Some critics explain this inward turn as the result of social defeat. As Maureen Ryan puts it, “The female Bildungsroman, then, is traditionally a tale of compromise and disillusionment, the chronicle of a young woman’s recognition that, for her, life offers not limitless possibilities but an unsympathetic environment in which she must struggle to discover a room of her own” (14-15). The female “awakening to limitations” (Rosowski 49) was noted as early as 1830, when Karl Menzel categorized women’s novels as Entsagungsromane, novels of resignation. The disillusionment and compromise, however, are not strictly female. Critics often list them as part of the general Bildungsroman structure (Buckley, Röder-Bolton, others), and in his Aesthetics, Hegel describes the novel itself as a genre in which an idealistic hero tries to improve the world and ends his “apprenticeship” by “getting the corners knocked off him […]. In the last analysis he usually gets his girl and some kind of job, marries and becomes a philistine just like the others” (557-58 qtd. in Swales 20). Except for the job, this description fits Dorothea’s life story. But the job is a crucial difference for feminist critics. Because the encounter with the social world equals failure or lack of opportunity for the female protagonist, she grows in the opposite direction, cultivating her interior life. For this reason, some critics even suggest that “female Bildung [is] a contradiction in terms” (Smith, “Cultivating” 220).

Works Cited

Abel, Elizabeth, Marianne Hirsch, and Elizabeth Langland. Introduction. The Voyage In: Fictions of Female Development. Ed. Elizabeth Abel, Marianne Hirsch, and Elizabeth Langland. Hanover, NH: UP of New England, 1983. 1-19. Print.

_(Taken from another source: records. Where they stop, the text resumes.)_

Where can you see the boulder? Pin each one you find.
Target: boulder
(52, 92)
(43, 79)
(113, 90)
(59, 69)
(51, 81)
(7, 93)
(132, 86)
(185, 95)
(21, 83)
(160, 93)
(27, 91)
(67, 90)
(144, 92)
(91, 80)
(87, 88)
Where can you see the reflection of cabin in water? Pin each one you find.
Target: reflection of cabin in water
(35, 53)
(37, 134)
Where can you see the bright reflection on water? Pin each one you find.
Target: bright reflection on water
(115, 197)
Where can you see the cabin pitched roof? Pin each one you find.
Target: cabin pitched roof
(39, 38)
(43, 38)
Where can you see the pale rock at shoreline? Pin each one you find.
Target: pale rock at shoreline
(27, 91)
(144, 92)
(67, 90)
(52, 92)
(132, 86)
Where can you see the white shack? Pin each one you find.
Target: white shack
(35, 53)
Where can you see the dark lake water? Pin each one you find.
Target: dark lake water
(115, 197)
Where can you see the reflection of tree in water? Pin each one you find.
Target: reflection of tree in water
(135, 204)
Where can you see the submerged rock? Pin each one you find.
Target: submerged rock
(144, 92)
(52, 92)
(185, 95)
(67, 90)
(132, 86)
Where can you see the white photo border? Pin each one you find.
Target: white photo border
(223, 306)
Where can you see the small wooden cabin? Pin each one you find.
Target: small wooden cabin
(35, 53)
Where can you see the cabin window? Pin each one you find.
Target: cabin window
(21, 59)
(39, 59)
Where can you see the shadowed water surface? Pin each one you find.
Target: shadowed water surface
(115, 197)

Buckley, Jerome Hamilton. Season of Youth: The Bildungsroman from Dickens to Golding. Cambridge, MA: Harvard UP, 1974. Print.

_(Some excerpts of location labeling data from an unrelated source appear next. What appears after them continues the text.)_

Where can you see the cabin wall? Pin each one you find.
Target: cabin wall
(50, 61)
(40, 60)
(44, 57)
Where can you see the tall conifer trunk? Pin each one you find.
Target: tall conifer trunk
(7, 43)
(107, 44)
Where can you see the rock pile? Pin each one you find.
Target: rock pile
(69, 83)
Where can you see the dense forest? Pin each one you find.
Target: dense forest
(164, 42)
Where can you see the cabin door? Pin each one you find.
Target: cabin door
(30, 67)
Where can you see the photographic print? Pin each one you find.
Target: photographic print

Ellis, Lorna. Appearing to Diminish: Female Development and the British Bildungsroman, 1750-1850. Lewisburg: Bucknell UP, 1999. Print.

Fuderer, Laura Sue. The Female Bildungsroman in English. An Annotated Bibliography of Criticism. New York: Modern Language Association of America, 1990. Print.

Hirsch, Marianne. “Spiritual Bildung: The Beautiful Soul as Paradigm.” Abel, Hirsch, and Langland 23-48. Print.

Labovitz, Esther Kleinbord. The Myth of the Heroine. The Female Bildungsroman in the Twentieth Century. 2nd ed. New York: Peter Lang, 1988. Print.

Pratt, Annis. “Women and Nature in Modern Fiction.” Contemporary Literature 13 (1972): 476-90. Print.

Röder-Bolton, Gerlinde. George Eliot and Goethe: An Elective Affinity. Amsterdam: Rodopi, 1998. Print.

Rosowski, Susan J. “The Novel of Awakening.” Abel, Hirsch, and Langland. 49-68. Print.

Ryan, Maureen. Innocence and Estrangement in the Fiction of Jean Stafford. Baton Rouge: Louisiana State UP, 1987. Print.

Smith, John H. “Cultivating Gender: Sexual Difference, Bildung, and the Bildungsroman.” Germanic Studies 13.2 (1987): 206-225. Print.

Swales, Martin. The German Bildungsroman from Wieland to Hesse . Princeton: Princeton UP, 1978. Print.